Der Oberste US-Gerichtshof hat ein restriktives Abtreibungsgesetz des Bundesstaates Louisiana gekippt und Frauenrechtsbefürwortern damit einen Sieg beschert. Der Supreme Court in Washington erklärte am Montag das Gesetz für ungültig, das Kritikern zufolge eine Schließung von Abtreibungskliniken in dem konservativen Südstaat zur Folge gehabt hätte.

Die Entscheidung fiel mit einer Mehrheit von fünf zu vier Richterstimmen sehr knapp aus. Der konservative Supreme-Court-Vorsitzende, John Roberts, schloss sich bei dem Urteil den vier liberalen Richtern an. Die Entscheidung hat eine Signalwirkung weit über den eigentlichen Fall hinaus.

Angst vor konservativem Überhang

Das Gericht kippte ein Gesetz aus Louisiana, demzufolge Abtreibungsärzte eine Zulassung in einem Krankenhaus erhalten müssen, das weniger als 50 Kilometer von ihrer Praxis entfernt liegt. Befürworter argumentieren mit dem Wohlergehen von Frauen im Fall von Komplikationen. Gegner des Gesetzes sehen in dem Text hingegen den Versuch, das Recht auf Schwangerschaftsabbrüche einzuschränken. Es ist für Ärzte äußerst kompliziert, die verlangte Zulassung zu bekommen.

Der Oberste Gerichtshof hatte im Jahr 2016 ein ähnliches Gesetz des Bundesstaates Texas für ungültig erklärt. Seitdem ist der Supreme Court aber nach rechts gerückt: US-Präsident Donald Trump hat zwei neue konservative Richter ernannt. Das konservative Lager hat damit unter den neun Richtern die Mehrheit.

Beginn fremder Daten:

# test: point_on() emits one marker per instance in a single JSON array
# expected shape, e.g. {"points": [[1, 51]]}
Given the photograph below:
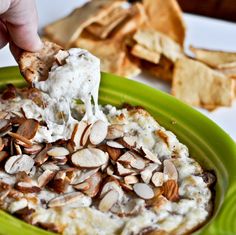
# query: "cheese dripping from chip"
{"points": [[77, 78]]}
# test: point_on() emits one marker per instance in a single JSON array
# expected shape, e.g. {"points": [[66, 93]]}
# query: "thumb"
{"points": [[21, 20]]}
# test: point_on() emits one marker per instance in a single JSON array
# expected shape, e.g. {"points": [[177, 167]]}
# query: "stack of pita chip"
{"points": [[148, 36]]}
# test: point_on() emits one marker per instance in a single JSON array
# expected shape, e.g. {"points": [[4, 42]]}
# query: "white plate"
{"points": [[202, 32]]}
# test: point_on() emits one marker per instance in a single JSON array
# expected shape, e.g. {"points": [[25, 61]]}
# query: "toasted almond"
{"points": [[21, 139], [170, 169], [115, 131], [26, 187], [122, 171], [3, 155], [127, 158], [19, 163], [157, 179], [94, 184], [143, 190], [108, 201], [4, 124], [146, 174], [171, 190], [81, 176], [28, 128], [85, 135], [50, 166], [69, 198], [114, 153], [57, 151], [89, 158], [131, 179], [150, 156], [114, 144], [98, 132], [110, 170], [45, 177], [42, 156], [77, 134], [34, 149], [82, 186], [1, 144]]}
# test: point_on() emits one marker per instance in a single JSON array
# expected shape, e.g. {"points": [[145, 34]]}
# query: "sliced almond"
{"points": [[122, 171], [77, 134], [4, 124], [89, 158], [114, 153], [157, 179], [58, 151], [82, 186], [34, 149], [85, 135], [21, 140], [131, 179], [115, 131], [114, 144], [67, 199], [127, 158], [50, 166], [94, 184], [143, 190], [171, 190], [19, 163], [45, 177], [28, 128], [108, 201], [170, 169], [150, 156], [3, 155], [26, 187], [146, 174], [98, 132], [81, 176]]}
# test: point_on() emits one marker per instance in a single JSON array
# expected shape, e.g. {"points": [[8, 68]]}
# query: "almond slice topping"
{"points": [[108, 201], [115, 131], [19, 163], [58, 151], [98, 132], [28, 128], [89, 158], [170, 169], [150, 156], [143, 190], [157, 179]]}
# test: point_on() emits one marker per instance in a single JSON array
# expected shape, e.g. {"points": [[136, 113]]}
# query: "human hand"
{"points": [[18, 25]]}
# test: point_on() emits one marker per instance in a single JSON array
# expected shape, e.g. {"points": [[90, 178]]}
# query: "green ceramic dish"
{"points": [[207, 142]]}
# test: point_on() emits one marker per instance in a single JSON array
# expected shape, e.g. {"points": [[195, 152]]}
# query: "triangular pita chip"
{"points": [[158, 43], [65, 31], [34, 66], [199, 85], [166, 16]]}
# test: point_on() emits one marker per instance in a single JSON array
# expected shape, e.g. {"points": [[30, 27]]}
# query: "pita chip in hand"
{"points": [[166, 16], [199, 85]]}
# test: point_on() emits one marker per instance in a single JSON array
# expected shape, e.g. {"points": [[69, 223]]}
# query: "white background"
{"points": [[201, 32]]}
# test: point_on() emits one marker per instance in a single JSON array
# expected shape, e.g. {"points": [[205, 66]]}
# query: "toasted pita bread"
{"points": [[215, 59], [163, 70], [158, 43], [199, 85], [144, 53], [34, 66], [103, 27], [166, 17], [65, 31]]}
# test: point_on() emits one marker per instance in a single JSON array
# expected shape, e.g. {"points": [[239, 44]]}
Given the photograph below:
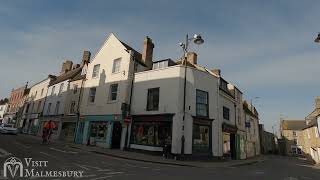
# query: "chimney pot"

Frauenrechtsaktivisten hatten befürchten, dass der Gerichtshof das Recht auf Abtreibungen generell wieder infrage stellen könnte. Der Supreme Court hatte 1973 in einer historischen Entscheidung das grundsätzliche Recht von Frauen auf eine Abtreibung anerkannt. In den vergangenen Jahren haben konservative Bundesstaaten aber Gesetze erlassen, die dieses Recht einschränken.

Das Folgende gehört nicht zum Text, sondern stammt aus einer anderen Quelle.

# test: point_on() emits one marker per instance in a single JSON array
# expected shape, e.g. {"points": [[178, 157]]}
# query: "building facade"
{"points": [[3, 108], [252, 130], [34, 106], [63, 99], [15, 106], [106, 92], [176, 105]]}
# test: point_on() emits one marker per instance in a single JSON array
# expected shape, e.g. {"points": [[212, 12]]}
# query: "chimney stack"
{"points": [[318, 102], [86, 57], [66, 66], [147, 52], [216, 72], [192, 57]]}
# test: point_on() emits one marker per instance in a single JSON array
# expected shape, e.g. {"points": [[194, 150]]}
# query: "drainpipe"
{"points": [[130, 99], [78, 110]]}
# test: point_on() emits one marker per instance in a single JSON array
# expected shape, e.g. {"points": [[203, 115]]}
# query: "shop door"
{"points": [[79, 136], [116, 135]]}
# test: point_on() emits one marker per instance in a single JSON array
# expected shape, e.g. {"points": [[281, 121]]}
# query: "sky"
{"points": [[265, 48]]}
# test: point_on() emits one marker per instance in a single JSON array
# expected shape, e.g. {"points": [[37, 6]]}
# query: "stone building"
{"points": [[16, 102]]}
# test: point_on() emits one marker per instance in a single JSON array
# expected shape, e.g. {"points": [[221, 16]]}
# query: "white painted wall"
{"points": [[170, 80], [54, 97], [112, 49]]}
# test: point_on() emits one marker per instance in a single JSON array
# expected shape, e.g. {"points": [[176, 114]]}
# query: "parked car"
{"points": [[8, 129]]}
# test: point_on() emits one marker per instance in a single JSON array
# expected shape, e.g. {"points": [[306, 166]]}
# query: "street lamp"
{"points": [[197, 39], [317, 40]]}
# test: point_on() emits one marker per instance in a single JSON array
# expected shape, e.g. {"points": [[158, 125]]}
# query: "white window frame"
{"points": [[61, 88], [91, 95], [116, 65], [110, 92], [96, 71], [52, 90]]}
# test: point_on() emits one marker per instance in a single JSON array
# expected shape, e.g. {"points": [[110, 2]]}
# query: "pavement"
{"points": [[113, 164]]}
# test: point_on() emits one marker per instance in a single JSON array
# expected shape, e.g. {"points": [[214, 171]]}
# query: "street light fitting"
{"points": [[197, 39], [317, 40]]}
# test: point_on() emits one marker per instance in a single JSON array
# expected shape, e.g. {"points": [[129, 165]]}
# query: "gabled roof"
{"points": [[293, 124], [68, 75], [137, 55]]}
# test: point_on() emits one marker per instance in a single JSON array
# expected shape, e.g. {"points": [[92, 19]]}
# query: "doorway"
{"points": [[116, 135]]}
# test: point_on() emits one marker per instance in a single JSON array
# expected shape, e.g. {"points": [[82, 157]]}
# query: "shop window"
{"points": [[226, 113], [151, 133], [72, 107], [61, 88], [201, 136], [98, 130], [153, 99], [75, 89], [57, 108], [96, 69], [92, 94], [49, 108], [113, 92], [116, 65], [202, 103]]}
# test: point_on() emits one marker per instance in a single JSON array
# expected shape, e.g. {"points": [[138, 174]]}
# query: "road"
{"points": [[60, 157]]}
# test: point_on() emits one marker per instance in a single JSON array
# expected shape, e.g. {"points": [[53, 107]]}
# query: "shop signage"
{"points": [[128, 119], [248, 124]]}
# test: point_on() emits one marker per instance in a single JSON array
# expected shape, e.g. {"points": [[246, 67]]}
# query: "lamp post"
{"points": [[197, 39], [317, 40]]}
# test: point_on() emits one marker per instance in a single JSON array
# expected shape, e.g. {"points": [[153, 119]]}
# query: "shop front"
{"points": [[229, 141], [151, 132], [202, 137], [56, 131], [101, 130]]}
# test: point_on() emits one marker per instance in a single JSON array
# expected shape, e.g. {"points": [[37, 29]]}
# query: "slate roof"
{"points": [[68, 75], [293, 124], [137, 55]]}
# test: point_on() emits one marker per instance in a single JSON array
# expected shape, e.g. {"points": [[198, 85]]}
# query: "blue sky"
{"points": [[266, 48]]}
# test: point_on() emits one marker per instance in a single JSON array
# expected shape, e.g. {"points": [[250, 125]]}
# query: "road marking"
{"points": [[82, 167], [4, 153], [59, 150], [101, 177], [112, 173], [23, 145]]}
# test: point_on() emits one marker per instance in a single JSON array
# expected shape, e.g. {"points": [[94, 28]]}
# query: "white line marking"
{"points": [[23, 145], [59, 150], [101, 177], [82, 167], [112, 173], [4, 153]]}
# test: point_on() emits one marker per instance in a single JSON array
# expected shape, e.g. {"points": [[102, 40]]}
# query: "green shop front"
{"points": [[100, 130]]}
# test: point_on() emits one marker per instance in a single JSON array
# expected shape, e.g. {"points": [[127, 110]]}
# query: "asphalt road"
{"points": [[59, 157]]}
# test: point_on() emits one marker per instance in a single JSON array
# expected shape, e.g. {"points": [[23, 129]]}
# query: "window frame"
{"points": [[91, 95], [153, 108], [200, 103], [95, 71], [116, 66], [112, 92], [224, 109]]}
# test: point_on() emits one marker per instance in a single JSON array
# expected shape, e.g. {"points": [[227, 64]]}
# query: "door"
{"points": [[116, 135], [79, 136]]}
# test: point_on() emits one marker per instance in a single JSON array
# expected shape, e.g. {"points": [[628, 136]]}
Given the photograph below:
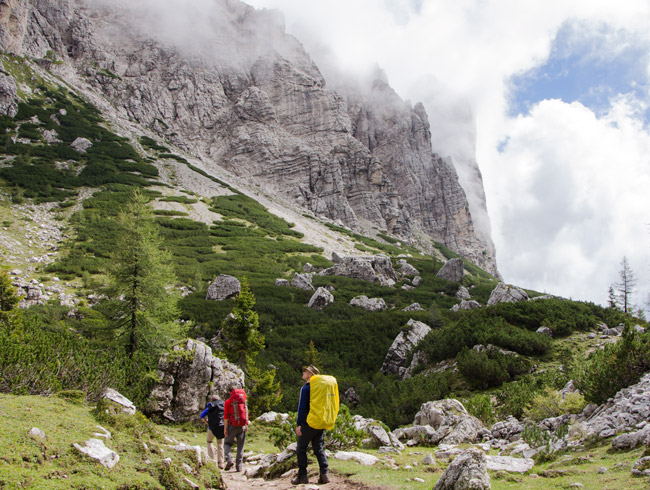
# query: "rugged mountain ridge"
{"points": [[228, 85]]}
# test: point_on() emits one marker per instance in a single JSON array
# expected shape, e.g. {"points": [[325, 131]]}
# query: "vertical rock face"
{"points": [[229, 86]]}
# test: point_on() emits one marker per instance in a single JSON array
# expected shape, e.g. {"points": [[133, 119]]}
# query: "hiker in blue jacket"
{"points": [[212, 416], [307, 434]]}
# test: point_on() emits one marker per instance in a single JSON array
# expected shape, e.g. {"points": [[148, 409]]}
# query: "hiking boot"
{"points": [[300, 479]]}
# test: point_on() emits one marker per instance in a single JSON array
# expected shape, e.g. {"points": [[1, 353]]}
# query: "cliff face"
{"points": [[227, 84]]}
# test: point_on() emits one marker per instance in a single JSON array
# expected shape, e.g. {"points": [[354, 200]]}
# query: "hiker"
{"points": [[212, 416], [307, 434], [235, 418]]}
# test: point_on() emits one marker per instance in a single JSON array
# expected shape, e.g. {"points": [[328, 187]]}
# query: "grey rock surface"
{"points": [[395, 361], [223, 287], [369, 304], [504, 293], [452, 270], [350, 154], [468, 471], [320, 299], [188, 378]]}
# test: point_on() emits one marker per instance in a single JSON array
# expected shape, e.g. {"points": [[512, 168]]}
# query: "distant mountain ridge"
{"points": [[229, 86]]}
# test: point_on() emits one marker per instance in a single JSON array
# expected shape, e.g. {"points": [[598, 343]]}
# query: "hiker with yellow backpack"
{"points": [[317, 410]]}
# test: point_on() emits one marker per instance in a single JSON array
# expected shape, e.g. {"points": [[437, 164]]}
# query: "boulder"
{"points": [[509, 464], [504, 293], [413, 307], [452, 270], [466, 305], [96, 449], [463, 293], [188, 377], [81, 145], [302, 281], [622, 413], [451, 421], [361, 458], [223, 287], [369, 304], [407, 269], [320, 299], [376, 269], [8, 95], [395, 361], [125, 405], [468, 471]]}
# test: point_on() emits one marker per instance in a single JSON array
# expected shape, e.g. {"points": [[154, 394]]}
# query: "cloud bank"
{"points": [[566, 174]]}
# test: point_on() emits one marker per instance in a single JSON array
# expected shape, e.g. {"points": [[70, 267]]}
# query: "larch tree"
{"points": [[141, 309]]}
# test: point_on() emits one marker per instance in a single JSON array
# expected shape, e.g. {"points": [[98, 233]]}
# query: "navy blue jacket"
{"points": [[303, 405]]}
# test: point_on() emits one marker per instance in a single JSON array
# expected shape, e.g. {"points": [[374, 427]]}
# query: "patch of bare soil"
{"points": [[238, 481]]}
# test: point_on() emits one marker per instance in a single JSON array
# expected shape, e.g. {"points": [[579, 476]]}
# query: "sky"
{"points": [[556, 98]]}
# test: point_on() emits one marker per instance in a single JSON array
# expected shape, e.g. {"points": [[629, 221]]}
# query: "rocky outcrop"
{"points": [[452, 270], [504, 293], [266, 114], [623, 413], [320, 299], [369, 304], [223, 287], [468, 471], [188, 377], [376, 269], [395, 361], [451, 422]]}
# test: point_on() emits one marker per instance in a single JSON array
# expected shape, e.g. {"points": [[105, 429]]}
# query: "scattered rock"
{"points": [[369, 304], [96, 449], [395, 361], [504, 293], [468, 471], [452, 270], [320, 299], [223, 287]]}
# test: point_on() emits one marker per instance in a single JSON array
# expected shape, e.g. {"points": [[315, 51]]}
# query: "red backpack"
{"points": [[238, 415]]}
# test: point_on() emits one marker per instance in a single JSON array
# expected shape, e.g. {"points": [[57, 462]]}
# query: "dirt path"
{"points": [[238, 481]]}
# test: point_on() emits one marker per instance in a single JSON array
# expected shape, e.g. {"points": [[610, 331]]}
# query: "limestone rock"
{"points": [[81, 145], [124, 403], [396, 358], [413, 307], [188, 378], [509, 464], [302, 281], [223, 287], [468, 471], [8, 96], [96, 449], [407, 269], [451, 421], [320, 299], [361, 458], [376, 269], [452, 270], [463, 293], [504, 293], [369, 304], [466, 305]]}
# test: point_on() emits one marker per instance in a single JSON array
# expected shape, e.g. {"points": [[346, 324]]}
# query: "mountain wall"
{"points": [[224, 82]]}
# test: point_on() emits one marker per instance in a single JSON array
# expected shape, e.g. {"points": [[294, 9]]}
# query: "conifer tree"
{"points": [[140, 308]]}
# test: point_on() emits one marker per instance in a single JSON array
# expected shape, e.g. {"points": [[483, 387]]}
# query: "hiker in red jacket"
{"points": [[235, 417]]}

Das Abtreibungsrecht gehört seit Jahrzehnten zu den strittigsten innenpolitischen Themen in den USA - und dürfte auch vor der Präsidentschaftswahl im November wieder eine große Rolle spielen. Trump hatte die Wahl 2016 auch dank seines starken Rückhalts bei der religiösen Rechten gewonnen, für welche die Abschaffung des Abtreibungsrechts ein Kernanliegen ist.